Enterococcus are important key indicator bacteria for human and veterinary antibiotic resistance surveillance systems [5]. This study revealed the antibiotic resistance profile of Enterococcus in Ningxia region, and the results showed that Enterococcus exhibited a high level of antimicrobial resistance in Ningxia region, in which Enterococcus resistance to clindamycin, cefoxitin, sulfisoxazole, and tamifluorfen was more than 95%. It is noteworthy that most of the strains in this study (86/89, 96.6%) were resistant to antibiotics of class 3 and above, which implies that it is even more difficult to treat the diseases caused by them. There were some differences in strain resistance between species, with the resistance rates of pig- and chicken-origin Enterococcus being significantly higher than those of cattle and sheep, which may be related to farming patterns and medication habits. We found that the resistance of Enterococcus of porcine origin to linezolid was significantly higher than that of other animal sources, this is in line with the results of the antibiotic-resistant gene. Linezolid is banned for use in animals in China, but 61.5% of Enterococcus isolated from pigs carried the linezolid resistance gene optrA. This suggests that optrA is more prone to spread among Enterococcus from pigs. Enterococcus isolated from pigs is an important reservoir of antibiotic resistance genes. As an important economic animal, pigs may become an important reservoir of antibiotic resistance genes in the breeding process, and then spread to humans and other organisms through the food chain or other ways.

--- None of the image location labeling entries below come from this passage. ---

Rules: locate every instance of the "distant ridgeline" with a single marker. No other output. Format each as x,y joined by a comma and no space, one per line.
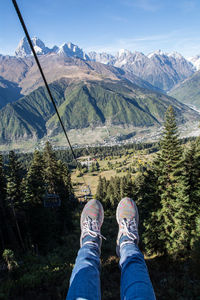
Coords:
92,103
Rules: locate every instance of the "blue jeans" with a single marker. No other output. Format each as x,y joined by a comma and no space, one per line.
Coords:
85,278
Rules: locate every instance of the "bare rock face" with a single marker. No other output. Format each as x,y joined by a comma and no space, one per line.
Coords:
160,69
24,50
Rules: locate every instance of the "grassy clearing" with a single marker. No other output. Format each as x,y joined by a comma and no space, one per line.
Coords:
110,167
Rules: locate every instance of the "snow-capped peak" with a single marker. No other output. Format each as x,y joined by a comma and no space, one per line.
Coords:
123,52
175,55
157,52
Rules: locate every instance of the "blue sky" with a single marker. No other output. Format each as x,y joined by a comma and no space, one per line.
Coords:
105,25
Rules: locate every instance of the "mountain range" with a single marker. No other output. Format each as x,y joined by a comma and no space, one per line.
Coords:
160,69
90,89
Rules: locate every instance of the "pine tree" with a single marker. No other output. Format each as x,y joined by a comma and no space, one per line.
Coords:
3,221
175,209
145,193
14,198
14,178
34,188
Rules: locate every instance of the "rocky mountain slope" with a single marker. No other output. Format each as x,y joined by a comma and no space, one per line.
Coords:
23,72
188,91
85,104
160,69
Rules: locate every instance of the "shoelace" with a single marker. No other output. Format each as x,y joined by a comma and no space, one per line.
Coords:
92,228
129,227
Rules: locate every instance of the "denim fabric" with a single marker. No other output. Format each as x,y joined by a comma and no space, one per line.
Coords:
85,278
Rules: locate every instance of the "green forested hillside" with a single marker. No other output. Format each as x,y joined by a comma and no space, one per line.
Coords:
188,92
84,104
38,244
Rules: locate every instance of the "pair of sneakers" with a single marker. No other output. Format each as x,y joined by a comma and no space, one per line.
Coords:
92,219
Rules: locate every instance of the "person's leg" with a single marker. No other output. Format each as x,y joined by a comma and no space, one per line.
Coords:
135,281
85,278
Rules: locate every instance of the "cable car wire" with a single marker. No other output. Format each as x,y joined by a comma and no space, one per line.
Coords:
44,78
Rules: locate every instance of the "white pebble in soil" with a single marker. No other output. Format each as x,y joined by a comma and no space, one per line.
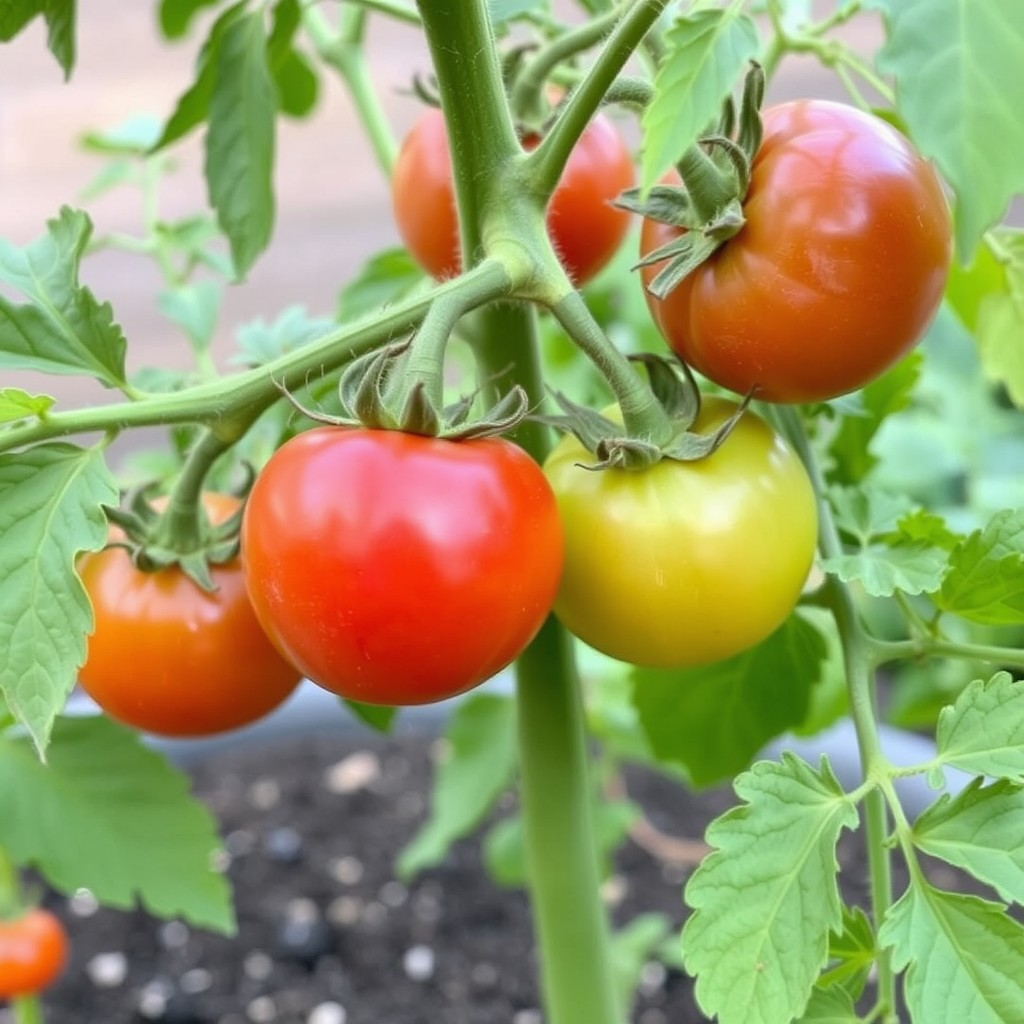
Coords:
174,935
262,1010
352,773
419,964
196,981
393,894
108,970
83,903
328,1013
347,870
257,966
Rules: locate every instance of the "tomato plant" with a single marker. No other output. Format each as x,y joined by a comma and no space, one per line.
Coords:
684,563
585,228
171,658
33,952
837,272
436,561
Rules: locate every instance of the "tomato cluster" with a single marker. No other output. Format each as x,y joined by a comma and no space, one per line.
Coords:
584,226
171,658
33,952
836,274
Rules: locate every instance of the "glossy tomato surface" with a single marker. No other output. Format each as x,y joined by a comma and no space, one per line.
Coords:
684,563
33,952
584,227
170,658
836,274
399,569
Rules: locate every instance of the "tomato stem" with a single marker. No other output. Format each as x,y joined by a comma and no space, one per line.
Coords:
229,401
343,51
527,93
859,668
642,416
546,163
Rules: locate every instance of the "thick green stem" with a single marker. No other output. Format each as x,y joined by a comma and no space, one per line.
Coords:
929,646
237,399
859,668
481,135
556,791
642,416
546,163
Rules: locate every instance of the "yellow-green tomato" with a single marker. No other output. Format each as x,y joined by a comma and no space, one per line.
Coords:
686,562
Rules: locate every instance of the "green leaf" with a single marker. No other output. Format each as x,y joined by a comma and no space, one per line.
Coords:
958,73
14,15
294,79
59,16
194,308
983,732
240,142
65,330
633,946
475,770
50,510
108,814
829,1006
176,15
766,898
964,956
260,342
889,393
985,583
706,53
979,829
852,954
989,299
378,717
385,278
18,404
912,568
194,104
714,719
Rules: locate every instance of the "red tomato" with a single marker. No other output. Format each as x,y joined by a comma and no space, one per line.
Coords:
585,228
838,271
399,569
33,952
170,658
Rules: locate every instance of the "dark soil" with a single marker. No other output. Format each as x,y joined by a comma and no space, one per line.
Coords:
328,936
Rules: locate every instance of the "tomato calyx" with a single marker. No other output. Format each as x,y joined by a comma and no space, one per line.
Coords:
146,531
372,394
708,207
677,392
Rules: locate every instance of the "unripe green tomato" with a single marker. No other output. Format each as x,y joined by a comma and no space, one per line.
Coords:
684,563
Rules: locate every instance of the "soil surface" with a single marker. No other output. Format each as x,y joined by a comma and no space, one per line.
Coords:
328,936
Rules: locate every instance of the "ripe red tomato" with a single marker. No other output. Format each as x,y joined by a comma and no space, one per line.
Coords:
33,952
585,228
399,569
838,271
167,657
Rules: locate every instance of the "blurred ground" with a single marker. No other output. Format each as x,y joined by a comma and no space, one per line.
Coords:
334,209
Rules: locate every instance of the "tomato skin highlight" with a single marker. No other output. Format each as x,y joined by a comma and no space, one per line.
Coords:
837,273
33,952
399,569
684,563
169,658
584,227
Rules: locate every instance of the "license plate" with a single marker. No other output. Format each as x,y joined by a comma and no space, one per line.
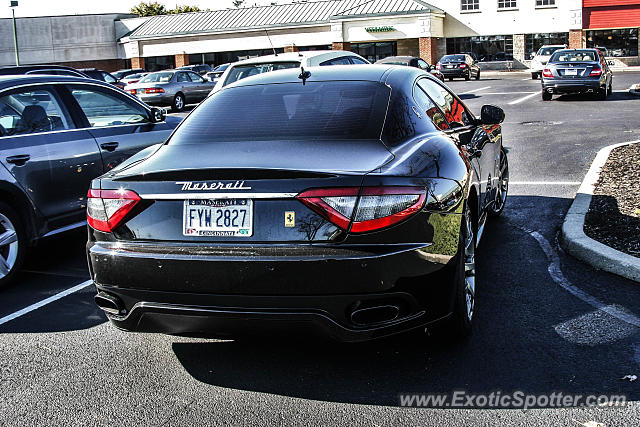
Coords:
218,218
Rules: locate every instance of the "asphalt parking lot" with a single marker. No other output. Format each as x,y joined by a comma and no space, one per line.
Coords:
545,322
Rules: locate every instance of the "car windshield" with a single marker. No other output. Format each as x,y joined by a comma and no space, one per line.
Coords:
291,111
240,72
157,78
547,51
574,56
452,58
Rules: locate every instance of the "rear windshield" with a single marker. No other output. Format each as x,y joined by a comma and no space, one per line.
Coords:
157,78
574,55
316,111
452,58
240,72
547,51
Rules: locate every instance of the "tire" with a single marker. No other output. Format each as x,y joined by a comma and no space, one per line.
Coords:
503,186
178,103
460,324
13,244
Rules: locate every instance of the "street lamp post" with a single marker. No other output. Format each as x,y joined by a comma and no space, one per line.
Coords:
13,4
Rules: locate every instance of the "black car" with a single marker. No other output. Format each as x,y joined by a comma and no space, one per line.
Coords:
577,71
120,74
57,134
102,76
412,61
201,69
50,70
459,65
349,201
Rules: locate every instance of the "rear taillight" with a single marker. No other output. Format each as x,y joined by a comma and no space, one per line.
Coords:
596,72
107,208
371,208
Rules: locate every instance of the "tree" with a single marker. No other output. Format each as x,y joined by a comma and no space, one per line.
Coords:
149,9
185,9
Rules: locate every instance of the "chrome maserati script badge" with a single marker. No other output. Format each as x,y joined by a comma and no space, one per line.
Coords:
193,186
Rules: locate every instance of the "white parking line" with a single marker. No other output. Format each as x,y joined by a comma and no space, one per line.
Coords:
44,302
475,90
524,98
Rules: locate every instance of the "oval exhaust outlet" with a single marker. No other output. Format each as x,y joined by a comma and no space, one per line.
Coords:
375,315
108,303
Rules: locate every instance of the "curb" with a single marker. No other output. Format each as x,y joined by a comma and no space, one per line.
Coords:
575,242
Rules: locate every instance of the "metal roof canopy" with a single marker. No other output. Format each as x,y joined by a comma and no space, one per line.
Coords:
274,16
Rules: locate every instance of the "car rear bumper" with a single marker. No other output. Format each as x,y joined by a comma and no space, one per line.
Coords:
571,86
353,295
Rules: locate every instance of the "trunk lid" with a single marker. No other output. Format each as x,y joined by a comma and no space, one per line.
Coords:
187,188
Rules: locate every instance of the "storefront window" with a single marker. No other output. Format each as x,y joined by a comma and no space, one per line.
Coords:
375,51
622,42
158,63
536,41
483,48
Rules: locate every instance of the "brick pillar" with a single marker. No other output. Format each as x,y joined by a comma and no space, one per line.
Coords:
137,62
428,47
575,39
182,59
341,46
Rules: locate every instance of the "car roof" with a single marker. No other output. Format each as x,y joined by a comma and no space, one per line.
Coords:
294,56
8,81
360,72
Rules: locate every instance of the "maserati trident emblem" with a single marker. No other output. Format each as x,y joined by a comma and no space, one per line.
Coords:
194,186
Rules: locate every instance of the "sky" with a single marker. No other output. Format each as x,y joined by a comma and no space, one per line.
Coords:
77,7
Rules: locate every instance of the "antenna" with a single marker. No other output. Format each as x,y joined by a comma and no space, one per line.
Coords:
273,48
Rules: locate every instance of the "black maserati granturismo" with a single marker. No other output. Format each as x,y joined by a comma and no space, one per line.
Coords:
341,200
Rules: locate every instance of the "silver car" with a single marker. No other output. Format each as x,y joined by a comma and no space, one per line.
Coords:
174,88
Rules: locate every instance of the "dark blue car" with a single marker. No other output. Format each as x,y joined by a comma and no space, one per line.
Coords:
57,133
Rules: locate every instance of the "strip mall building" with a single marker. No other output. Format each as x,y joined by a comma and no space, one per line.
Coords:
501,33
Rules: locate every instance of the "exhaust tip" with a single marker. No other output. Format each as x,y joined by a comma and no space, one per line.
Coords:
109,303
375,315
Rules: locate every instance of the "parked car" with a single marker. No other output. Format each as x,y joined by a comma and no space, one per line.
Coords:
350,201
51,70
459,65
252,66
102,76
133,78
412,61
201,69
120,74
541,58
577,71
174,88
57,134
215,74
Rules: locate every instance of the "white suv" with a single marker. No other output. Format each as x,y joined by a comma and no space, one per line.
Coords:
252,66
542,57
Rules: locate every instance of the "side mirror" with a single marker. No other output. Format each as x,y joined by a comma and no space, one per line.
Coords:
158,114
491,115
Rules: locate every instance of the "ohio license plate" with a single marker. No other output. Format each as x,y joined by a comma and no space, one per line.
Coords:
218,218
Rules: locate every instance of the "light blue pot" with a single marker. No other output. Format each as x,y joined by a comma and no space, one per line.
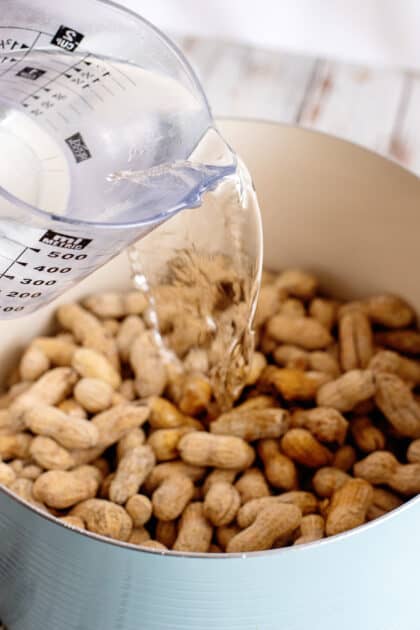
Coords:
354,219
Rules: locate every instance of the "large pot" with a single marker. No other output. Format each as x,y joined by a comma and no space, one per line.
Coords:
354,219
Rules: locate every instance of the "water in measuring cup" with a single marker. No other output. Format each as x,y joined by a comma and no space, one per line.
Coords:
200,272
94,139
68,122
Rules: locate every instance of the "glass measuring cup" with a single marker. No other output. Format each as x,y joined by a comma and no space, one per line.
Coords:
87,90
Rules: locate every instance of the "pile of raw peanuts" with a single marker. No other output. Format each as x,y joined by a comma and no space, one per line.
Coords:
325,437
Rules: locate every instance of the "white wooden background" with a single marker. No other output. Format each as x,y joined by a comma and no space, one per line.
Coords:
377,108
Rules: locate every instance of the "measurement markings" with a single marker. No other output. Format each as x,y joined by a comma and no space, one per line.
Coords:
54,79
15,261
27,51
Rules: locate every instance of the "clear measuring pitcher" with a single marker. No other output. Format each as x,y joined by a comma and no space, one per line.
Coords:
90,94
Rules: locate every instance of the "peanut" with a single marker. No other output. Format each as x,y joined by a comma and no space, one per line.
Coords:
104,518
10,423
52,387
73,521
252,424
33,364
304,332
105,486
347,391
221,451
291,383
356,341
382,467
102,465
221,503
225,533
23,488
114,423
127,389
139,536
328,479
154,544
217,475
324,311
50,455
61,489
166,533
195,394
58,351
301,446
72,408
305,501
92,364
367,437
291,357
7,474
268,304
405,341
397,403
298,283
32,471
197,361
111,326
279,469
349,506
388,361
195,532
93,394
172,496
344,457
164,442
325,423
163,471
257,365
312,528
323,362
131,472
413,452
139,507
148,366
383,502
17,445
292,307
271,523
134,437
131,328
252,485
71,433
88,330
390,311
164,415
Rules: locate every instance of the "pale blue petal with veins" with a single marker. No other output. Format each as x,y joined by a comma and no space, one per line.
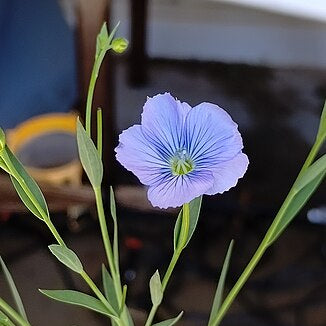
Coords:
181,152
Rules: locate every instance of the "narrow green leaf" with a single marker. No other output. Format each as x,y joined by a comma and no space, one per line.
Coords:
67,257
170,322
220,286
194,208
109,289
102,40
123,300
295,205
155,287
99,132
322,123
5,321
89,156
130,321
4,166
115,228
313,171
13,289
16,168
78,299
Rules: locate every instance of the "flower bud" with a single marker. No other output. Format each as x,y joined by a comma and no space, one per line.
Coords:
2,139
119,44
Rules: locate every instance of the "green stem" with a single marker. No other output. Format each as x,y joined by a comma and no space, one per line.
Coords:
267,239
91,87
182,241
104,229
31,196
13,314
97,292
99,132
108,249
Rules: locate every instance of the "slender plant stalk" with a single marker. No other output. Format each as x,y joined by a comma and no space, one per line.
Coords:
53,230
182,241
13,314
266,241
99,132
91,88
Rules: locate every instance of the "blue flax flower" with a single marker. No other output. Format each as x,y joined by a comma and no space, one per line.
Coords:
181,152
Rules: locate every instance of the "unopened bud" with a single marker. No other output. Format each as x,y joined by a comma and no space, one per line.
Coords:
119,45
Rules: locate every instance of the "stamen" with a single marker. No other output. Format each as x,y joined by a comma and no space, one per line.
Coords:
181,163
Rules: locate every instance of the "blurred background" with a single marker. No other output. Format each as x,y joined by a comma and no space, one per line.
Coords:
263,61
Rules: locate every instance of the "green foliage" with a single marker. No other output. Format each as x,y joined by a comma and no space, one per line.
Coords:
298,201
4,166
220,287
89,156
24,184
102,40
119,45
322,124
155,287
170,322
109,289
78,299
67,257
2,139
13,289
314,170
194,208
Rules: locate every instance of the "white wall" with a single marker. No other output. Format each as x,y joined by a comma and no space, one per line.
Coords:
207,30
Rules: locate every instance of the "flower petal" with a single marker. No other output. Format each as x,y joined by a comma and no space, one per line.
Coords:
211,136
139,156
226,174
174,191
162,121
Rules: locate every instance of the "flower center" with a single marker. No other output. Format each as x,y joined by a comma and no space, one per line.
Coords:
181,163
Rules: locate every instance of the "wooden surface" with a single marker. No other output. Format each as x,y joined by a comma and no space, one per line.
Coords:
58,198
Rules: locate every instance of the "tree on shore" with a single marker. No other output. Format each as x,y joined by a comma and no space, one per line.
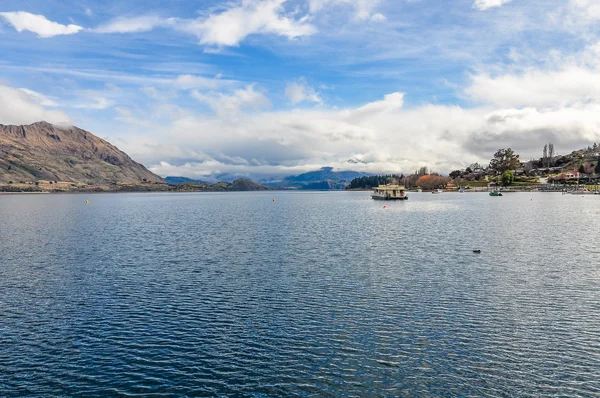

In this study, optrA was unevenly distributed among Enterococcus species and plasmid families, with the entire optrA present in E. faecalis and identified on rep9 variants of the RepA_N plasmid [21], which are narrow host range plasmids thought to be specific for E. faecalis. rep9 family plasmids contain several characteristic pheromone responsive plasmids, such as pAD1. Coupling systems based on sex pheromones have been described as very efficient transfer vectors that can facilitate ARGs transfer. All these observations may explain the high detection rate of rep9 replicon in optrA-positive E. faecalis in the present study, so further investigation of cross-host transmission of this plasmid type is warranted. Previous studies have shown that pheromone-responsive conjugative plasmids, particularly those in the rep9 family, play a central role in mediating the horizontal transfer of optrA among Enterococcus spp. Such plasmids contain mobilization genes and sex pheromone systems that enable efficient intra- and interspecies gene transfer, especially under selective pressure from phenicols or macrolides. These mechanisms likely explain the high frequency of optrA-rep9 associations observed in our isolates and their potential contribution to ARG dissemination in livestock environments [22,23].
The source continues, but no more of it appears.